Göğü de yıka Şahika. Hatta gördüğün bütün yüzleri de yıka. Elin yedi beyza gibidir senin. Dokun şaibeli varlığımıza da nurlandır bizi.

Öğlene doğru güneş dünyaya daha fazla yaklaşmış, o günlere kadar görülmemiş bir sıcak başlamıştı. Yaşlılar yağmur sıcağı bu dediler. Şahika anasıyla birlikte sıcağa rağmen, eyvandaki taş fırını yakmışlar, ekmek yapacaklardı. Şahika için bambaşka alemin zamanı gibi gelirdi ekmek yaptıkları gün. Komşularla birleşirler, hep birlikte hamur yoğururlar; hamur kabarıncaya kadar erik ve zerdali ağacının gölgesinde otururlar; çay içerler, muhabbet ederlerdi. Şahika için ekmek bayramıydı bu günler. Fakat bugün komşuları çağırmak istemedi herhalde. Yalnızdı ve bütün her şey gibi yalnızlığı da sevecekti bugün.

Şahika elindeki sopayla fırının közlerini karıştırdı. Yüzü fırının alafından kıpkırmızı olmuş, cennet güneşlerinden ısınmış gibi bir ilahiliğe ulaşmıştı. Anasının getirdiği, dışları simsiyah olmuş hamurlarla dolu kapları önce fırının ağzına koyuyor, elindeki sopayla fırının içine itiyordu. Kapları yerleştirip fırının ağzını bir tenekeyle kapattığı sıra da üstteki yoldan geçenler olduğunu fark etti.
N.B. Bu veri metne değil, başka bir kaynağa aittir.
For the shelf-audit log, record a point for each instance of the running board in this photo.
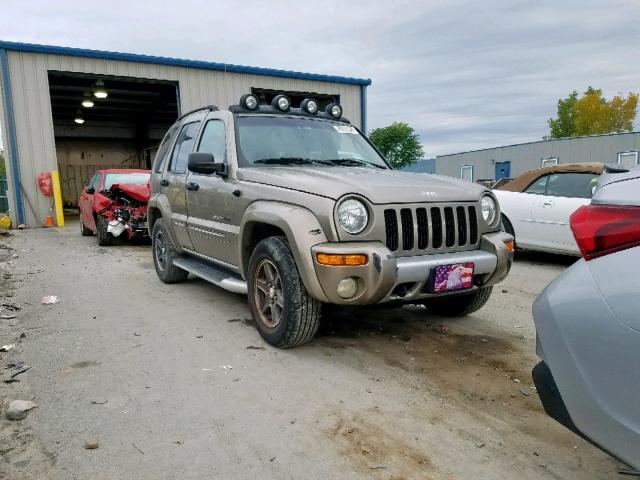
(212, 273)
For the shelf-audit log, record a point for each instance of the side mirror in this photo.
(203, 162)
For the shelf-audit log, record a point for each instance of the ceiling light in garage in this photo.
(100, 91)
(86, 101)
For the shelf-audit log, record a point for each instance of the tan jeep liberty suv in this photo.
(296, 208)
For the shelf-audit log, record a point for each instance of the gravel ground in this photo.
(173, 381)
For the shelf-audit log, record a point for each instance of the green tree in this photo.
(564, 125)
(3, 169)
(399, 143)
(593, 114)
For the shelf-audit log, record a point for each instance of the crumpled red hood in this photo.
(137, 192)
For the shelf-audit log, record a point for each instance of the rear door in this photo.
(172, 184)
(210, 200)
(565, 193)
(86, 202)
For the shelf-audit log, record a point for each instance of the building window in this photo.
(628, 159)
(466, 173)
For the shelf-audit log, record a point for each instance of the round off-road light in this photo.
(309, 105)
(334, 110)
(87, 102)
(249, 101)
(489, 210)
(282, 103)
(347, 287)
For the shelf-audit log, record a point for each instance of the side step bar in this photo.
(212, 273)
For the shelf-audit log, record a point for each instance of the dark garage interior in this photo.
(106, 122)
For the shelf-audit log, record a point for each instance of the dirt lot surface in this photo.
(173, 381)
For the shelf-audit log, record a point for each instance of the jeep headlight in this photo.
(353, 216)
(489, 210)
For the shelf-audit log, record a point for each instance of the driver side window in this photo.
(213, 140)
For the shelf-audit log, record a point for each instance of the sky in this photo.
(464, 74)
Bakmadan utandı zaten, baksa kimbilir ne kadar utanacaktı. Utana sıkıla kaldırdı o güzel başını. Teyzesini oğlu Halil ile İsmet idi geçenler; kahveye gidiyorlardı. Bir an İsmetin gözlerine değdi ruhu; İsmetin ruhu zaten onun gözlerindeydi. Alnından, o al al olmuş yanaklarından terler daha hızlı akaya başladı. Şaşırdı ilin, elindeki sopayı koyayım derken fırının ağzına kapalı duran tenekeyi düşürdü. Kimbilir, yardım bekliyordu melekliğinden. Halil kolay gelsin abla; dedi yüzüne İsmetten aldığı tebessümlerle. Şahika zar zor sağol; diyebildi. Başka zaman olsa konuşurdu Halil ile, bir tek kelimeyle kalmazdı. Ama şu an zamanın mahşeri onun dünyası kadardı ve o mahşer o kadar tenhaydı ki başka kelime edilemezdi; edilse dahi kıymeti olmazdı. İsmetin gönlünden de geçti bir kelimelik ferman. Ferman eyledi sevda temmuz sıcağında.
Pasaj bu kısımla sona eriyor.